How can captives work to overcome threats posed by captive immaturity and data scarcity?
In the case of newly formed captives, if they don’t know what they are doing, they shouldn’t be doing it. Sometimes, however, captives are formed for exactly that reason, because the information is not being collected, or it is being diversified into many different areas, and the parent needs a focal point and you don’t necessarily want to give it to an outside entity. The main benefit of employing a captive is in areas where the parent either has frequency of loss or medium sized losses that don’t make financial sense to transfer into the commercial market.
What about the threats posed by uniqueness of exposures?
Unique exposures present a considerable challenge, but writing them within a captive is also quite a good idea. There is a risk there, but by being owned by their parent company and insuring their risks there is some justification for taking on unique risks. However, the captive owners need to be sure that they have quantified to themselves what their exposures are. I think it can be a good idea to write the risk, set the pattern and then establish the history, but just to make sure you don’t kill yourself in the process.
And the threats posed by concentration of risk?
I think that’s a big area. On the whole, I see the captive benefit actually being in the consolidation of risk. Captives have a real role to play in dealing with concentrations of risk because they can, probably, best negotiate and interpret risk information and use it sensibly in the market. Despite being penalised under Solvency II, firms that are only writing primary lines of insurance know exactly what they are doing because they have the history.
How should captives and their parents be approaching enterprise risk management (ERM)?
I have always believed that the chief risk officer is the chief executive of any corporation: at the end of the day company-wide ERM is his responsibility. ERM should, ideally, be led by someone on the board, although in my opinion what has worked quite well is a risk committee, which involves the insurance people, the audit people, the treasury and security people and even the IT people these days, as this can potentially be a big risk. Together they can get a good handle on the demands of ERM.

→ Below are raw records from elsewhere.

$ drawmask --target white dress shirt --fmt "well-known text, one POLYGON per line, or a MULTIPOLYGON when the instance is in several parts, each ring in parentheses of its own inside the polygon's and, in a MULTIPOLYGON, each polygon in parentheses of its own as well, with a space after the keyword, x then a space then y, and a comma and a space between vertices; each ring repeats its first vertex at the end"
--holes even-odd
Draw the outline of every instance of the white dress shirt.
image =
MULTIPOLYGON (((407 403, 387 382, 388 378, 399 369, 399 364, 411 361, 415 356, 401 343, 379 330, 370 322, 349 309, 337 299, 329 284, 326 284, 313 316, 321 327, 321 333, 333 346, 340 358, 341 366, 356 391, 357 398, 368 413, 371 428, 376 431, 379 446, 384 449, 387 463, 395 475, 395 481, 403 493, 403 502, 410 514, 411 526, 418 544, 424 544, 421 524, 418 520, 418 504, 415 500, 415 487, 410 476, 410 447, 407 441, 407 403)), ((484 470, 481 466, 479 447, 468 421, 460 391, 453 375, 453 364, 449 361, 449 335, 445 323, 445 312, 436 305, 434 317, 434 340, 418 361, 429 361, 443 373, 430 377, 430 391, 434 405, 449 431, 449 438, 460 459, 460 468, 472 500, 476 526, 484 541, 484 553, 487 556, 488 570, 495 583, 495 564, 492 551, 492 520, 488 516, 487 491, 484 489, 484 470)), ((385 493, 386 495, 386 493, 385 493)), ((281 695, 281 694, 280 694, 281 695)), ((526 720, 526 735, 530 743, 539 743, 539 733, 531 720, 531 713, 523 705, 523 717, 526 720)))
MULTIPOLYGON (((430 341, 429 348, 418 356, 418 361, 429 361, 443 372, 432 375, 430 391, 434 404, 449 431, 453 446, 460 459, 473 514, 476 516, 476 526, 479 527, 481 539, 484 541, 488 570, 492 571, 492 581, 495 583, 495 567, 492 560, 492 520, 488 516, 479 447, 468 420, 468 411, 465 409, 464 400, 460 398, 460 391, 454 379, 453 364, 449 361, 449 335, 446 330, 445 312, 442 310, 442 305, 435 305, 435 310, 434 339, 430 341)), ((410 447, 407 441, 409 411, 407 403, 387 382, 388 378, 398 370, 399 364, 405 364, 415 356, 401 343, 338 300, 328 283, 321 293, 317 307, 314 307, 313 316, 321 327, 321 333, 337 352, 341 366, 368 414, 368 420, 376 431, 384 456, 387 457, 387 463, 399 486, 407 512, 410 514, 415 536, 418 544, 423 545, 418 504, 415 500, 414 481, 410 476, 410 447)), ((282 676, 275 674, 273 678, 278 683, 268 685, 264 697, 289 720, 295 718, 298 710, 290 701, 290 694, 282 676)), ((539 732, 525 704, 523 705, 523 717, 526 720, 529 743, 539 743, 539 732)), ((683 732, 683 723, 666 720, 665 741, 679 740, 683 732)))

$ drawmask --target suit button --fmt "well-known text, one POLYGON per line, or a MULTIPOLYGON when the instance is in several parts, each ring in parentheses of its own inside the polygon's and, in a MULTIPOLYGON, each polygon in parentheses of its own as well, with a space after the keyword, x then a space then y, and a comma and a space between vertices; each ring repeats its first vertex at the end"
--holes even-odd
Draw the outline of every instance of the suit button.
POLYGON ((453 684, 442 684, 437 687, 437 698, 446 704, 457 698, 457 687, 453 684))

Captives, for their part, are a very positive aspect of risk management because they provide a lot of centralised information, particularly for multinationals that may not get such risk insights from another source.
For those corporations with considerable international spread, the reality is that overseas subsidiaries and joint ventures can be influenced by local market practices. By involving captives in the primary layers, valuable risk management information can be obtained relating to trends and specific problem areas. In the event of a serious loss, the involvement of the captive ensures there is some parental influence in negotiating both the response and the settlement.
There is also the opportunity to encourage risk improvement through incentives and/or penalties applied to the cost of local maturities. If some territories are being more risk aware than others you can influence the pricing. Finally, the review of captive business at a senior level within the company can provide a perspective to the senior management team about local subsidiary issues that they might not otherwise be aware of.